Having artists on commercial premises is all well and good until one of them says (or performs) something a customer doesn’t agree with. Fremont businesses have been willing to take that chance, and audiences have been happy to show up and reward them. That’s not as true elsewhere in Seattle. Business owners are either a little less inclined to share their real estate, or audiences have other arts-specific venues to attend.

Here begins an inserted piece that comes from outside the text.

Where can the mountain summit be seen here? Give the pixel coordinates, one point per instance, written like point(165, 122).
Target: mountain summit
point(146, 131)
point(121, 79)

It’s true that West of Lenin exists because Epstein wants it to. He had the chance to reconfigure the space in his building, and, at least for the short-term, curate for the “friends and family” he’s acquired through Ethereal Mutt, Limited, productions. After that, the 88-seat black box theater will rent in “multiple configurations”–Epstein says he’s got several layouts drawn up, using his risers and chairs.

Emily Reitman (206-352-1777 or emily@emutt.com) handles the bookings. Epstein is happy simply to rent the space, or, in the case where he’s interested, co-produce. The main thing, he says, especially early on, is to book shows that have existing audiences.

So far, the lineup at West of Lenin has raised eyebrows appreciatively:

  • Seattle comedian and cabaret crooner Mark Siano will workshop a new piece in the Fall 2011.
  • Brooklyn-based rock band Sky White Tiger (www.skywhitetiger.com) premieres a new immersive live show October 5, 2011.
  • Sandbox Radio LIVE, produced by Sandbox Artists Collective (www.thesandboxac.org) and the first production ever at West of Lenin, returns Oct 10, 2011.
  • Matt Richter/XOM (www.xomonline.com) will inaugurate a new, semiannual, late night cabaret beginning Winter 2011.
  • Playwright/actor/director Paul Budraitis will workshop a new physical theatre piece Fall 2011
  • Emerald Reels Super 8 Lounge, a series of film/DJ amalgamations that last played the Re-Bar in 2004, will present at West of Lenin Fall 2011.
  • Kevin Joyce, co-founder of UMO Ensemble, former host of Big Night Out on Seattle TV, and former principal performer and Director at Teatro Zinzanni revisits his award-winning solo show, A Pale and Lovely Place, in December 2011.